He said that a request to his wife by a family member to cook laksa Pahang a.k.a. laksa gebok for a wedding sparked the idea for the business back in 2010 after guests complimented on how nice it tasted.

From then, they started accepting small orders because they lacked the money to buy the main ingredients of wheat flour (to make the noodles), ikan selayang (white-tipped mackerel scad) and santan (for the sauce) in bulk.

Aside from that, the noodle dough requires a lot of elbow grease to knead properly and pass through the brass gebok (noodle maker), while getting the bones out of the cooked fish is time-consuming.

“We only dared to accept orders that required no more than 20kg of flour because the noodles are manually made and we hadn’t a freezer to store the fish and santan (coconut milk),” Othman said, while adding that it meant the laksa had to be freshly prepared.

Othman, his wife and six children (now aged 13 – 27) led a hard life before this as his income from being a house builder was irregular, but the Pahang Islamic Religious and Malay Customs Council (MUIP) heard about their business in 2013 and contributed a freezer to replace their orange icebox and a kneading machine which enabled them to scale up to 130kg of flour per day.
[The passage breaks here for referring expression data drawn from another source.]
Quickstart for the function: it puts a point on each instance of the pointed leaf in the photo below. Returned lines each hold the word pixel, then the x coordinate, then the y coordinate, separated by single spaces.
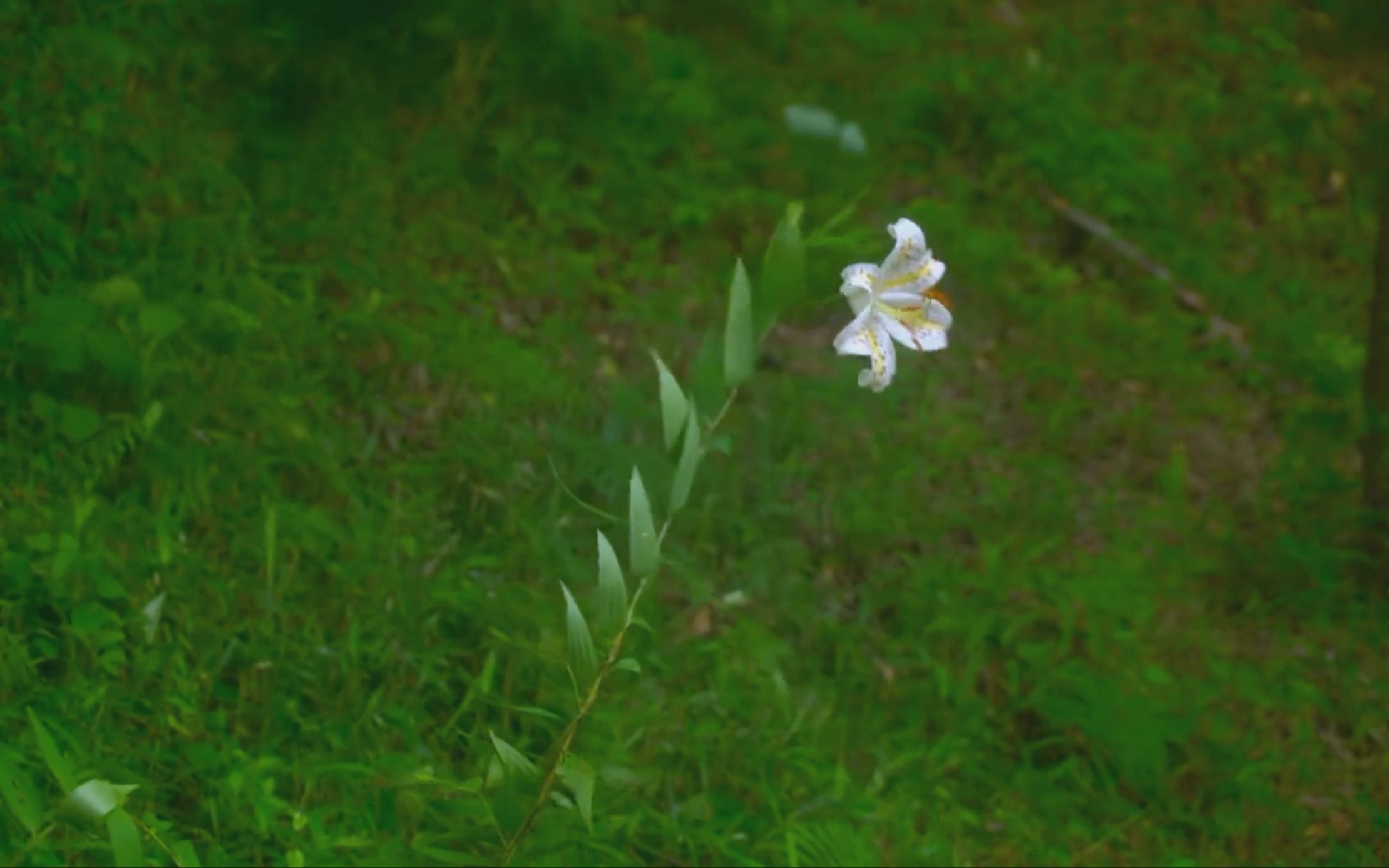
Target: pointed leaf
pixel 150 616
pixel 578 775
pixel 125 840
pixel 674 407
pixel 784 264
pixel 513 758
pixel 578 642
pixel 690 454
pixel 52 756
pixel 95 799
pixel 645 548
pixel 612 588
pixel 738 330
pixel 18 794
Since then, the business has been thriving as they’ve been bolder in accepting big orders like kenduri (receptions) and office functions, which in turn enabled them to expand their two-room house to accommodate their growing children.

In fact, there are so many bookings every Syawal – and from as far away as Kuala Lumpur – that they only rest on the third day of Eid.

Rosnanis thinks her laksa has won hearts and stomachs because it has the right ratio of fish, spice, santan and kerisik (toasted coconut paste), while the sauce is the perfect consistency for the noodles.

She also pairs it with ulam-ulaman (fresh vegetables and herbs) like snake beans, bean sprouts, cucumber, daun kaduk (piper lolot leaves) and daun selasih (Thai basil leaves), as well as sambal belacan (shrimp paste pounded with chillies).

Othman confessed that he never expected his father’s gebok – bought in the 70s, but underutilised – to change his family’s luck.

“Who would have thought that cranking this gebok would become my main source of income after many years of being a builder,” he chuckled.